Jefri Riwu Kore sebagai Walikota Kupang pun dalam masa waktu lebih dari setahun ini, telah membuktikan bahwa dinasti politik dan balas jasa politik melalui pemerintahannya benar-benar akan dihilangkan, dan digantikan dengan yang lebih profesional. Semasa pemerintahan terdahulu, penentuan jabatan di lingkup pemerintah hanya melalui Baperjakat saja. Namun dipemerintahan Jeriko sebagai Walikota Kupang, penentuan reposisi dan mutasi harus berdasarkan pertimbangan dan uji kelayakan dari Asesor. “Kita lakukan sesuai aturan. Tidak asal mutasikan orang. Harus ada asesor profesional yang ikut terlibat supaya mutasi yang dilakukan benar-benar bisa meningkatkan kinerja seseorang. Mutasi dilakukan agar tugas dan fungsi pelayanan itu bisa berjalan maksimal”, jelas Jeriko pada fajar.co.id (25 Agustus 2018). Adanya asesor ini maka akan memutus mata rantai jual beli jabatan. Dengan demikian balas dendam politik akan musnah.
Catatan sejarah berikutnya adalah terkait dengan jatah-jatahan proyek. Tradisi dimana saja bahwa proyek-proyek selalu dikuasai oleh mereka yang katanya tim sukses, keluarga atau orang-orang dekat pemimpin. Namun tradisi itu diputus oleh Jeriko sang Walikota Kupang saat membangun kerjasama (Memorandum of Understanding) bersama Komisi Pemberantasan Korupsi (KPK). Tujuan kerjasama ini sebenarnya untuk membenah sistem kerja dan menerapkan pola keterbukaan baik itu perijinan, proyek dan lainnya demi menghindari indikasi terjadinya pola tindakan korupsi di tubuh pemerintahan (nttterkini.com, 23 Februari 2018). Catatan sejarah ini membuktikan bahwa Jeriko sang Walikota Kupang ingin mengeluarkan/menghilangkan Kota Kupang dari peringkat 1 (satu) kota terkorup dari 50 kota di seluruh Indonesia, dimana 90% korup tersebut terjadi di institusi pemerintahan. Keberanian Walikota ini pun langsung dikritik habis-habisan oleh tim sukses, tim keluarga dan orang-orang dekat karena tidak lagi memiliki ruang untuk bisa mengkorupsi seluruh perijinan, proyek, jabatan, dan lainnya seperti tradisi-tradisi yang umumnya terjadi (nttterkini.com, 23 Februari 2018).

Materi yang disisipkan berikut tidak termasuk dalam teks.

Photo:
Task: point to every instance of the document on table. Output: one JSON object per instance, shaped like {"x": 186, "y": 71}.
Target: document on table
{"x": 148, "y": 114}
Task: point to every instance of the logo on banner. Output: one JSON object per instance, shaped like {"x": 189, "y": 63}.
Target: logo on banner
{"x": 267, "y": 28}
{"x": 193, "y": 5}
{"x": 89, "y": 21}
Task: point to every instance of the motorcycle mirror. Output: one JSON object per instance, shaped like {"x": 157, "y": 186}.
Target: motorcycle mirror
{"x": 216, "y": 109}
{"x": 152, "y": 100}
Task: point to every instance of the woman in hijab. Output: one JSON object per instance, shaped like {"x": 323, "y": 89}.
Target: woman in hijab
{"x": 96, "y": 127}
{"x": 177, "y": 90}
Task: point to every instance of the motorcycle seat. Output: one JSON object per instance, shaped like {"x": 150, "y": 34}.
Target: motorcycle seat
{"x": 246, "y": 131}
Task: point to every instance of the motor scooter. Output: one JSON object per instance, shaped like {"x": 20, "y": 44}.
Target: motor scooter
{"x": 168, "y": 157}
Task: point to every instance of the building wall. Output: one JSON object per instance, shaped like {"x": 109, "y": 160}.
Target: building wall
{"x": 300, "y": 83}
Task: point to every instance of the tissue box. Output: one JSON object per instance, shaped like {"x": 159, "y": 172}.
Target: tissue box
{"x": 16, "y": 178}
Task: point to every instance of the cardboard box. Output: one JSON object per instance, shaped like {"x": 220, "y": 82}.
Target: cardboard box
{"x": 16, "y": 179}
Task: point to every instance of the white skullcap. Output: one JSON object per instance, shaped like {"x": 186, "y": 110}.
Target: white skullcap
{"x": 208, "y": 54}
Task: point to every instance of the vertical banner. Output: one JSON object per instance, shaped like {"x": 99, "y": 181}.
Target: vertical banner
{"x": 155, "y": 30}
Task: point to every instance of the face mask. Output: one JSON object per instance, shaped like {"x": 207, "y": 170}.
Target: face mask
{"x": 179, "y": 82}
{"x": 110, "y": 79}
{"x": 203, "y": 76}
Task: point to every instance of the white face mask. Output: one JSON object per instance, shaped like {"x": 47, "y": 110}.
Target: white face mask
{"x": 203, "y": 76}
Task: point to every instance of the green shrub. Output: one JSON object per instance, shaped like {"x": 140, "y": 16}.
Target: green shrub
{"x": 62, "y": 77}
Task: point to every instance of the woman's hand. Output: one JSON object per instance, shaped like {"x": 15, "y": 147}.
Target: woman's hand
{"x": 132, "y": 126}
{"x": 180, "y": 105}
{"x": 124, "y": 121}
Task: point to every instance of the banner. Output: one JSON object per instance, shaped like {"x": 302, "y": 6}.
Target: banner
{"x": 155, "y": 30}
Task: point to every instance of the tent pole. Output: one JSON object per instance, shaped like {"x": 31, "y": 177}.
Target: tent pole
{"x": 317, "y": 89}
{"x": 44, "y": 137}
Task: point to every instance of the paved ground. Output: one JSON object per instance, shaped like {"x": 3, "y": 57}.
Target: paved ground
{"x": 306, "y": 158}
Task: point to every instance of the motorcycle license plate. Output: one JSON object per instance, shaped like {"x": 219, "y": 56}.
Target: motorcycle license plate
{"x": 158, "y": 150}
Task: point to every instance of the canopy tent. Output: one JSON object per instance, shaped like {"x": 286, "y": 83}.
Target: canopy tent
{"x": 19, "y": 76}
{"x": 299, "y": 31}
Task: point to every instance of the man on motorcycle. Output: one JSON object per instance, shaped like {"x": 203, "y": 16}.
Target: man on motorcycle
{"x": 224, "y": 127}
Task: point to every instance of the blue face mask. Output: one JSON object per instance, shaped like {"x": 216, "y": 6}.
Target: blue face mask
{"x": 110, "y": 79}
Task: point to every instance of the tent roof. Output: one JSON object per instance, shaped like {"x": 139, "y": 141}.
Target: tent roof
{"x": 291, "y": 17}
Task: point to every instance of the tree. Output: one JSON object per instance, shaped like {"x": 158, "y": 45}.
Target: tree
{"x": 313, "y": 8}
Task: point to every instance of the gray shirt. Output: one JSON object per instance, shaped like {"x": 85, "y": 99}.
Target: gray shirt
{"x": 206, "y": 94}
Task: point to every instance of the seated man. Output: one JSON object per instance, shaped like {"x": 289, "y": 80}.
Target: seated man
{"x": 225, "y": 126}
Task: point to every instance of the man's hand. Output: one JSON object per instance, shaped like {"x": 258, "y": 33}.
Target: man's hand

Tidak salah jika saat ini semua mata tertuju ke Jefri Riwu Kore sang Walikota harapan Indonesia di Pemerintah Joko Widodo sebagai Presiden RI bahwa Jeriko adalah pemutus mata rantai anomali tradisi politik. Anomali tradisi politik yang telah mengakar bertahun-tahun hampir diseluruh pemimpin daerah yang ada di Indonesia, Jeriko terbit sebagai salah satu contoh pemutus mata rantai tersebut. Semoga anomali tradisi politik ini akan benar-benar hilang seutuhnya dari Indonesia umumnya. (*)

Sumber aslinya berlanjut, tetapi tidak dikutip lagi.